Bluefield Daily Telegraph, Bluefield, WV

Local News

December 7, 2013

Drug roundup charges 21

PRINCETON — Law enforcement officers of the Southern Regional Drug and Violent Crime Task Force are currently conducting a drug sweep in Mercer County, according to Mercer County Prosecuting Attorney Scott Ash.

“We’re here to announce the fruits of months of investigations,” Ash said during a press conference Friday in the large conference room of the prosecutor’s office. Ash said that early Friday morning, the Southern Regional Drug and Violent Crimes Task Force, began arresting suspects in “21 cases of dealing in Mercer County” involving “cocaine, hydromorphone and one case of heroin,” Ash said.

In addition to Ash, other law enforcement officers at the press conference included Mercer County Sheriff D.B. “Don” Meadows, Sgt. M.S. Haynes of the West Virginia State Police, Princeton Police Chief J.W. Howell and Bluefield Police Chief D.M. Dillow.

The Mercer County prosecutor’s office released the following 12 names of the 21 individuals named in warrants as part of the drug roundup. Subjects taken into custody included: Harry Thomas Hanley, 27, of Bluefield; Jimmy Dale Wright, 56, of Rock; Eric Hendricks, 37, of Bluefield; Ronald Hart, 42, of Montcalm; Gerald Browning, 46, of Montcalm; and Travis Mullins, 21, of Montcalm, all on charges of delivery of hydromorphone.

Other suspects include Remuel Porterfield, 22, of Princeton; Jaumar Jones, 32, of Bluefield; and Earl Sims, 38, of Bluefield, all for delivery of Cocaine; Andre Bryant, 24, of Bluefield for delivery of hydromorphone and cocaine; and Elijah Jones, 35, of McDowell County, for delivery of cocaine and heroin. According to Ash, another suspect, Darnell Younger, 25, of Bluefield, was arrested later in the afternoon and charged with delivery of cocaine.

Ash praised the “great energy” of State Police Sgt. J.S. McCarty, head of the drug task force, and praised the regional cooperation of all of the agencies involved in the task force. He added that while some of the cases included in the roundup may be taken into the federal courts, several cases could not be considered in the “Bluefield Pill Initiative,” and added, “at some point, we have to carry the ball too.”

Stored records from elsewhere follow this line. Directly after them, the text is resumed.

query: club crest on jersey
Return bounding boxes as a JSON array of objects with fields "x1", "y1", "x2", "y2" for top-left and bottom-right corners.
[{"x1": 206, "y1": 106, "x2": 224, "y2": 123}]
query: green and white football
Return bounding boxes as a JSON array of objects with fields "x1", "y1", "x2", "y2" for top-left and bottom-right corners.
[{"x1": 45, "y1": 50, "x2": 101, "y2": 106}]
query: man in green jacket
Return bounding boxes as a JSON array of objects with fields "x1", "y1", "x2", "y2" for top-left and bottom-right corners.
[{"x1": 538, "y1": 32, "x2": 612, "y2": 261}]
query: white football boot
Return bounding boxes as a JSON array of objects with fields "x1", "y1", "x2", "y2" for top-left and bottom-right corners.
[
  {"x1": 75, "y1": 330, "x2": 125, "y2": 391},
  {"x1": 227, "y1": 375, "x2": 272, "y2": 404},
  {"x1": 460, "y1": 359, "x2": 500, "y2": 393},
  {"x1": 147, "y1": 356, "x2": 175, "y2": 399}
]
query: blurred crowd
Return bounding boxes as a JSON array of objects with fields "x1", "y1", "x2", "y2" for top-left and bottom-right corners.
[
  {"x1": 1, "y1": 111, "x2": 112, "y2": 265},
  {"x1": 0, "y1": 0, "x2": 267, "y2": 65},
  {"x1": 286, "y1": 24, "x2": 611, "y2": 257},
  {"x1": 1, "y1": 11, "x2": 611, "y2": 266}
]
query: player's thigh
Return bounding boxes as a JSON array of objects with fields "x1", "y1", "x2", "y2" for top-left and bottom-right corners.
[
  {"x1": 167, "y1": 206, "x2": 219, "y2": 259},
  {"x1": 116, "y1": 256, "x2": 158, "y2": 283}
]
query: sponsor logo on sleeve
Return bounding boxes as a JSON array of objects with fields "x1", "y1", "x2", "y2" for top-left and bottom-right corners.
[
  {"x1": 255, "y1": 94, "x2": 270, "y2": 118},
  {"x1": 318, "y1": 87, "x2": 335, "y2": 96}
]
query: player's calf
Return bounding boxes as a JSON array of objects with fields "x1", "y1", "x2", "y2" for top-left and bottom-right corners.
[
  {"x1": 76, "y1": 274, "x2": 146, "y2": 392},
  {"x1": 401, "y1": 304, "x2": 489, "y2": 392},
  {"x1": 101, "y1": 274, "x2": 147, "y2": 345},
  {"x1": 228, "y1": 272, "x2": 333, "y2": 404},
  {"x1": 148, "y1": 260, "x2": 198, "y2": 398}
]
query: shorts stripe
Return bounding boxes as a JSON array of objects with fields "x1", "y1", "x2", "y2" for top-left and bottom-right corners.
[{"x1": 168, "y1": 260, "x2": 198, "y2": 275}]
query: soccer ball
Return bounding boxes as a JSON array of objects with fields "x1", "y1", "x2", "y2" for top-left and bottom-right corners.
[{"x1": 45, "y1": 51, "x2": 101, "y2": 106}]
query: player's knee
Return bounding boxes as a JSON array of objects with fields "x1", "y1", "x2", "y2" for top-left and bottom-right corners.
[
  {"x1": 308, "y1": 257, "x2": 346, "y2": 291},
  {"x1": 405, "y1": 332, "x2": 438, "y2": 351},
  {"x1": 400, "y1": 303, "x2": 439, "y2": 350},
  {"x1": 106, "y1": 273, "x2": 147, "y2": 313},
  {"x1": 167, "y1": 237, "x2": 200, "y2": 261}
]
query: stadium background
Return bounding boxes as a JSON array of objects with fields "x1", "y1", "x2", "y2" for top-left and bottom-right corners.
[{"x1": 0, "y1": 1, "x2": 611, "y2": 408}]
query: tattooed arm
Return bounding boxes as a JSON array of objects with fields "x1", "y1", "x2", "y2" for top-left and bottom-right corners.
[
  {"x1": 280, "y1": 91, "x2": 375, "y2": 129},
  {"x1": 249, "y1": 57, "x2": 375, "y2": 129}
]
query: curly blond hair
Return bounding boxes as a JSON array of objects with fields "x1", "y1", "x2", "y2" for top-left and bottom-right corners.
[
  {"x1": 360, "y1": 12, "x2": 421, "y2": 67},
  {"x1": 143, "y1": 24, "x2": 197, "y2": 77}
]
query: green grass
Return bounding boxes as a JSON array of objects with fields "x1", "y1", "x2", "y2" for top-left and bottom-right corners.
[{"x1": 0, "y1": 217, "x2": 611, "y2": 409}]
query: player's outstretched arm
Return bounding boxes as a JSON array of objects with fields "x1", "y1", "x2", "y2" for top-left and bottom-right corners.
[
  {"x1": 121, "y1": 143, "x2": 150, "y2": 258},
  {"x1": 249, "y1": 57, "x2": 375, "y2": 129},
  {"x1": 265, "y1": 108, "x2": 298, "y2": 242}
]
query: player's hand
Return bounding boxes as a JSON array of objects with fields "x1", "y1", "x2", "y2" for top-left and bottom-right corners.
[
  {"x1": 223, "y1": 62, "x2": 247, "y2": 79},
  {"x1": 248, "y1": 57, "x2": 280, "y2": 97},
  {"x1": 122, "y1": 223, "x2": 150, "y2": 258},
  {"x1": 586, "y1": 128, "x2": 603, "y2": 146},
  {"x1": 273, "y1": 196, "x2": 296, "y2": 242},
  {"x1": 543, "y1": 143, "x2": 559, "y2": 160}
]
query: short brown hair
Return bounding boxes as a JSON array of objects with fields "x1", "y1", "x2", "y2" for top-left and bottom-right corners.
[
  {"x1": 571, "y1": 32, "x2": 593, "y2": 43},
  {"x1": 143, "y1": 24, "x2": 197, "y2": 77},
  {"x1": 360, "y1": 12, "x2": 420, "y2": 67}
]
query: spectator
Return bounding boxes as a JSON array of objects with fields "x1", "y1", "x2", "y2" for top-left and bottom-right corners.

Meadows said that officers started arresting subjects at about 6 a.m. He added that the task force developed at least one of the cases over a two-month period. “We depend on our representative on the task force,” Meadows said. “We have been recognized as one of the best task forces in the state.”

Dillow said that it takes time for law enforcement officers to develop a solid case against any suspects. “When you call, the information is gathered and passed on to the task force for them to develop,” Dillow said. He emphasized that the task force has expertise on developing drug cases.

Howell said that the task force has about a 100 percent conviction rate on the cases that they investigate. “The task force develops cases that are so good that when the arrests are made, the person charged usually pleads guilty.”

Haynes said that because the task force is made up of officers who have worked on the drug problem as an issue, they can work cases that extend beyond jurisdictional boundaries. “They work all of these counties,” Haynes said. “It has worked well for a long time.”

The task force includes officers from the Mercer, McDowell and Wyoming county sheriff’s departments, the police departments of Princeton and Bluefield and the West Virginia State Police.